Buddhist monks meditate during Makha Bucha day at Wat Pan Tao in Chiang Mai, Thailand, February 22, 2016. Makha Bucha Day honours Buddha and his teachings, and falls on the full moon day of the third lunar month. REUTERS/Athit Perawongmetha

Treating pain comes with its own risks which often outweigh the benefits. Opioid overdose is killing thousands, warns CDC while advising doctors to opt for low doses or alternate methods. Coincidentally, a study has shown that meditation helps alleviate pain and does not use the natural opioid system of the body.

New guidelines issued by the Centers for Disease Control and Prevention urge doctors to avoid prescribing opioids to treat pain unless left with no other option. The CDC advises other methods like ice, talk therapy or medications like Tylenol or ibuprofen. If an opioid drug like oxycontin is unavoidable, patients must be started on lowest possible dose, says the guidelines published in the Journal of the American Medical Association.

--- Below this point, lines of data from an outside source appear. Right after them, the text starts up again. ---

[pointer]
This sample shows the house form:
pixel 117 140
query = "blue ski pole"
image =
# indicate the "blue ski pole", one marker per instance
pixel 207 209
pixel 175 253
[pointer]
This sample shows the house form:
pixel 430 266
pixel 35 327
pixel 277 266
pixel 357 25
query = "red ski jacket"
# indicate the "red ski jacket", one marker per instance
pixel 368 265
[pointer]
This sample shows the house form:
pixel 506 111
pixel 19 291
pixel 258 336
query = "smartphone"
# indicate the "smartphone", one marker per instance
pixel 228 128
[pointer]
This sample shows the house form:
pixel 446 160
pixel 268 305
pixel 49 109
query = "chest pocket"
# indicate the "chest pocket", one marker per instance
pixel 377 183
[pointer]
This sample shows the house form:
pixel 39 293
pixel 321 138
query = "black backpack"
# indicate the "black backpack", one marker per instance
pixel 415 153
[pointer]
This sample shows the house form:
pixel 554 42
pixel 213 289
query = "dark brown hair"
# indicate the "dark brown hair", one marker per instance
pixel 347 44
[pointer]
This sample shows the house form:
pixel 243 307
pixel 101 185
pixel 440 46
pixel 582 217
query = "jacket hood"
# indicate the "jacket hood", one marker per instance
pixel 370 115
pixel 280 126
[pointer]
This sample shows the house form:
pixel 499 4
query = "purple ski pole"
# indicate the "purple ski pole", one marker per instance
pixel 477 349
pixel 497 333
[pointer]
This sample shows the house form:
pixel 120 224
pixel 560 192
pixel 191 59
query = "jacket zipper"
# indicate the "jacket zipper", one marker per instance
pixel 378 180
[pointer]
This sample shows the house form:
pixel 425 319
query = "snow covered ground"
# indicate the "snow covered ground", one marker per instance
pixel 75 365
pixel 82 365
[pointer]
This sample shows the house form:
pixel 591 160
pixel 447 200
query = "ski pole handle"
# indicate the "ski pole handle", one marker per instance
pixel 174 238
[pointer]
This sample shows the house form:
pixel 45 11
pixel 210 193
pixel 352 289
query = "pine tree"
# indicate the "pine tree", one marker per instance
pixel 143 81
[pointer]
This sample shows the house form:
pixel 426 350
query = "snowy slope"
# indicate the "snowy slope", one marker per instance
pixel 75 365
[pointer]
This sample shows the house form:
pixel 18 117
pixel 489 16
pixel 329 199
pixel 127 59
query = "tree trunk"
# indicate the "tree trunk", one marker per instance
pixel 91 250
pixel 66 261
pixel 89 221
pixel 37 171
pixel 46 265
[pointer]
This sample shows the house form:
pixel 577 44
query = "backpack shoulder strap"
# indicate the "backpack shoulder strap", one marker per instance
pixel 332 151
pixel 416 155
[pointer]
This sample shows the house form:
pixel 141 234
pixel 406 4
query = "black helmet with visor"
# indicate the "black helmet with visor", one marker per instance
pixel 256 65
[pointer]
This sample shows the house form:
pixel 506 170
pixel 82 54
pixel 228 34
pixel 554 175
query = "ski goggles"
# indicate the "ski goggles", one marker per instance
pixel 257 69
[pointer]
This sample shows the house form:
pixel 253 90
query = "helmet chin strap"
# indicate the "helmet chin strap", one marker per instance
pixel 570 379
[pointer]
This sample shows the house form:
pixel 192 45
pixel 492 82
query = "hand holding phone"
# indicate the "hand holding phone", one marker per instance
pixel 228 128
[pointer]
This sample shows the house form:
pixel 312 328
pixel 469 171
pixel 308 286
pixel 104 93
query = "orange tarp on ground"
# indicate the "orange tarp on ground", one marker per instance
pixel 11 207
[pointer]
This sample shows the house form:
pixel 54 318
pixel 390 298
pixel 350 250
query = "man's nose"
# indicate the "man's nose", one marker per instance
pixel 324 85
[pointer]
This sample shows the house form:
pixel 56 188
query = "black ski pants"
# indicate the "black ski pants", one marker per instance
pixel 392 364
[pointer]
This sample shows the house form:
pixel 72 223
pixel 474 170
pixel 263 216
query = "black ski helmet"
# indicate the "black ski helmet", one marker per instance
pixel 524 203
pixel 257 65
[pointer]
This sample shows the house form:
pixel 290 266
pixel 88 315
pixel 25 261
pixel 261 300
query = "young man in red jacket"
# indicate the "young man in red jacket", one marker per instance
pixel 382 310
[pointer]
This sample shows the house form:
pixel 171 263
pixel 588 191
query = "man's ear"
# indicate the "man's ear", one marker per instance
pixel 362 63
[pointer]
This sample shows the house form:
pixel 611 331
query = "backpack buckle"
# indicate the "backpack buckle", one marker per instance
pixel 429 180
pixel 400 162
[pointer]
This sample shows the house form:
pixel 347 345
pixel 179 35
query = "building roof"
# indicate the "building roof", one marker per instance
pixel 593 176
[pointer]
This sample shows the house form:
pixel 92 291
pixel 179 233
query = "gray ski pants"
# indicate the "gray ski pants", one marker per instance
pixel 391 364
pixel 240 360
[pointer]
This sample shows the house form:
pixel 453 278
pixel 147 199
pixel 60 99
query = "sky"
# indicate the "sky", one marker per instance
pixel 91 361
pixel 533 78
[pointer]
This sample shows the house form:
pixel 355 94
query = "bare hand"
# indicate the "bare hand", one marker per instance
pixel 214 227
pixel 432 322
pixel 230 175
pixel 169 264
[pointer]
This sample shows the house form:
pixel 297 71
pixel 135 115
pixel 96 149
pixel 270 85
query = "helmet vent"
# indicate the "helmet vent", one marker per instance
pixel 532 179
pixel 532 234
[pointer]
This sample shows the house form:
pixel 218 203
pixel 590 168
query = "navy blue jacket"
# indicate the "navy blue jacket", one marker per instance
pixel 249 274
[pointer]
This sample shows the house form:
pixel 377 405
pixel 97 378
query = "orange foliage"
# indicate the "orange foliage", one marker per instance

Approximately 100 million Americans suffer from chronic pain at a cost of more than $600 billion annually for treatment. The increase in the number of people addicted to opiate drugs, which are related to morphine and heroin, has led to the Centers for Disease Control calling it an epidemic.

The body's main pain-blocking process also works by the natural production of opioids. Cognitive-based approaches found to reduce pain, such as hypnosis, acupuncture, distraction and the placebo response works this way, but not meditation, shows research at Wake Forest Baptist Medical Center.

A team led by Fadel Zeidan, Ph.D., assistant professor of neurobiology and anatomy at the centre reports that mindfulness meditation does not employ the endogenous opioid system to reduce pain. "Our finding was surprising and could be important for the millions of chronic pain sufferers who are seeking a fast-acting, non-opiate-based therapy to alleviate their pain," Zeidan said.

Researchers injected study participants with either a drug called naloxone, which blocks the pain-reducing effects of opioids, or a saline placebo.

In the randomized, double-blinded study, 78 pain-free volunteers were divided into four groups : meditation plus naloxone; non-meditation control plus naloxone; meditation plus saline placebo; or non-meditation control plus saline placebo.

Pain was induced by using a thermal probe to heat a small area of the participants' skin to 49 degrees Centigrade. Study participants rated their pain using a sliding scale.

Pain ratings were reduced by 24 percent from the baseline measurement in the meditation group that received the naloxone and by 21 percent in the meditation group that received the placebo-saline injection. The other two groups registered increases in pain.

"This study adds to the growing body of evidence that something unique is happening with how meditation reduces pain. These findings are especially significant to those who have built up a tolerance to opiate-based drugs and are looking for a non-addictive way to reduce their pain."

Deaths from opioid overdoses have hit an all-time record in the U.S at around 47,000 deaths in 2014. CDC director Dr. Thomas Frieden said that one out of every 32 patients given the highest doses of opiate drugs died within two and a half years. He blamed doctors for the overdose epidemic.